Research

Machine learning methods, and deep neural networks in particular, have led to drastic improvements in many fields of technology. We complement these data-driven methods with model-based approaches to statistical signal processing in order to solve a wide range of speech and audio signal processing tasks in innovative ways.

Spoken language is the most important communication medium for humans, especially for (tele)communication over a distance. Speech is also increasingly being used to communicate with machines. For this to function reliably, flexibly and robustly, the recorded speech signal must be freed from external influences. The term speech signal enhancement covers methods for noise suppression, de-sounding or disentangling speech mixtures of several speakers, while speech recognition refers to its transcription, i.e. the conversion into a form that can be read by a computer. We are active in all these fields, often in cooperation with well-known international companies. A special feature of our research is that we skilfully combine machine learning methods with classical methods of statistical signal processing in order to arrive at more robust, energy-efficient and explainable solutions than would be possible with purely data-driven machine learning methods.

Speech is a fascinating signal because, in addition to the content, i.e. the information about what is being spoken, it also contains a great deal of information about who is speaking and in what environment. Phonetics research investigates, among other things, which acoustic characteristics are used to convey certain para- and extralinguistic information that provides insight into the state of the speaker and the environment. We believe that these research questions can be investigated in a novel way using the possibilities offered by today's machine learning methods for the targeted manipulation of speech signals. To this end, we are collaborating with phoneticians at Bielefeld University in a DFG project and as part of the Transregio TRR 318 "Constructing Explainability".

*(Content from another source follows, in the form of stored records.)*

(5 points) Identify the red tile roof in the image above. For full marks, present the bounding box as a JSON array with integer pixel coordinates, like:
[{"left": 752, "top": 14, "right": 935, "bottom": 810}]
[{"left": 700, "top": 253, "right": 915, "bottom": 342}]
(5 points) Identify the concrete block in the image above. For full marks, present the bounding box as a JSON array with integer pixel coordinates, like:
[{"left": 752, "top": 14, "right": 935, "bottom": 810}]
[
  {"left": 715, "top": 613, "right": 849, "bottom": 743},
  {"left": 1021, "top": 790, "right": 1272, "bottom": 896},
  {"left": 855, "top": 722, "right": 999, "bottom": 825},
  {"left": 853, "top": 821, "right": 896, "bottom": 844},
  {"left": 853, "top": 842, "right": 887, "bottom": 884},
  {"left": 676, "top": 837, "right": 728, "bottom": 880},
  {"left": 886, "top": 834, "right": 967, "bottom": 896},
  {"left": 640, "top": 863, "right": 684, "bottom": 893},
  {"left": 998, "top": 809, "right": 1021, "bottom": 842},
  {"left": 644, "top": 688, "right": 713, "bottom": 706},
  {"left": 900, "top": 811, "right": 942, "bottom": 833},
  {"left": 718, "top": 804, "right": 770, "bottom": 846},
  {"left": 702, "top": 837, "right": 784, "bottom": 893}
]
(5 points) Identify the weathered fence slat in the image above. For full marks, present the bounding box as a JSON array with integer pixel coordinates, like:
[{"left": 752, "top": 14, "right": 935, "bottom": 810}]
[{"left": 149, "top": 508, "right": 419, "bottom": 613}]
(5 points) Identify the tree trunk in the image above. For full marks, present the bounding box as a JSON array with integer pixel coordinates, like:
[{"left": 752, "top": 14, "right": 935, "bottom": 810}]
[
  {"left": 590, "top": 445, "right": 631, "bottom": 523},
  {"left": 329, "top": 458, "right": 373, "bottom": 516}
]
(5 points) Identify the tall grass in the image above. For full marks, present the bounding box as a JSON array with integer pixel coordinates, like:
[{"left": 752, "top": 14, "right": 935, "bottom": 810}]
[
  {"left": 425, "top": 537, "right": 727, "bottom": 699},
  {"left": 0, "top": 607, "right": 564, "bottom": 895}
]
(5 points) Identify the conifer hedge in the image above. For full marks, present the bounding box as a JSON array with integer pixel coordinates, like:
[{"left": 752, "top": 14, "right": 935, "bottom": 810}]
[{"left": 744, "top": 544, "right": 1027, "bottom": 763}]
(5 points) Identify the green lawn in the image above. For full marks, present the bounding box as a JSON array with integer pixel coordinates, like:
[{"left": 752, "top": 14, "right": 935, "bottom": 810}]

In our daily lives, we are surrounded by a multitude of sounds and other acoustic signals. Often unconsciously, we analyse these signals to form an idea of the environment and the activities in it. A technical system with similar capabilities would have a wide range of applications, for example for assistance systems, intelligent control systems or to support environmental perception in autonomous driving. Together with colleagues from other German universities, we are researching so-called acoustic sensor networks as part of a DFG Research Unit, which record, clean and classify acoustic signals via distributed sensor nodes in order to realise the above applications.